The alterations couldn’t come at a better time, with light sprinkles in Santa Barbara Thursday morning and predictions of more rain to come.
Parklets that were in operation as of Sept. 20, 2022 are not required to be made portable, so many of the existing facilities are not, Ms. Clark said. Newly constructed parklets must be designed to be portable.
Councilmember Mike Jordan, a member of the Ad Hoc subcommittee appointed to make interim recommendations regarding the parklets and State Street, said previously his group thought it better to “nudge” restaurateurs into making their parklets portable.
Otherwise, he said, they might have to “chop holes” in their parklets in an emergency to allow stormwater runoff to flow through. “We’re playing with catastrophe with blockages on the street preventing stormwater runoff,” he said.
Public Works Director Cliford Maurer told the council previously that it’s to everyone’s advantage to make the parklets portable.
“If they want to keep the parklets not portable, it’s more of an issue for us in times of big storms,” he said. “We will ensure proper drainage down State Street. If it creates a problem, we will move them to ensure there is not flooding onto the sidewalks.”
Ms. Clark echoed his comments Thursday.
“In an emergency situation, if we observe a facility in the street that is creating a potential safety issue, we may move the facility,” she said. “If we have to remove a parklet from the right-of-way, for whatever reason, the owner may be billed to recover those costs.”
The city will be inspecting facilities on State Street today for compliance with the storm water requirements.
“Businesses that do not meet the requirements at that time will be issued citation notices, with follow-up inspections scheduled for next week,” she said.
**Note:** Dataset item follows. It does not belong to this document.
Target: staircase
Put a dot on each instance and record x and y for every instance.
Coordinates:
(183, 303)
At this point, there are 51 businesses with on-street operations in the Downtown Promenade, between the 400 and 1300 blocks of State Street, and approximately 59 parklets outside of that area.
A separate but just as important issue concerning the parklets deals with whether they are compliant with Americans with Disabilities Act requirements.
Ms. Clark previously informed the council that six outdoor dining parklets remained outside of ADA compliance.
As of Thursday, only one business on the State Street Promenade remains non-compliant with the accessibility requirements, she said.
“That business will receive a notice to remove their facility from the street, but I do not yet know what that deadline will be,” Ms. Clark said. She did not identify the business or its address.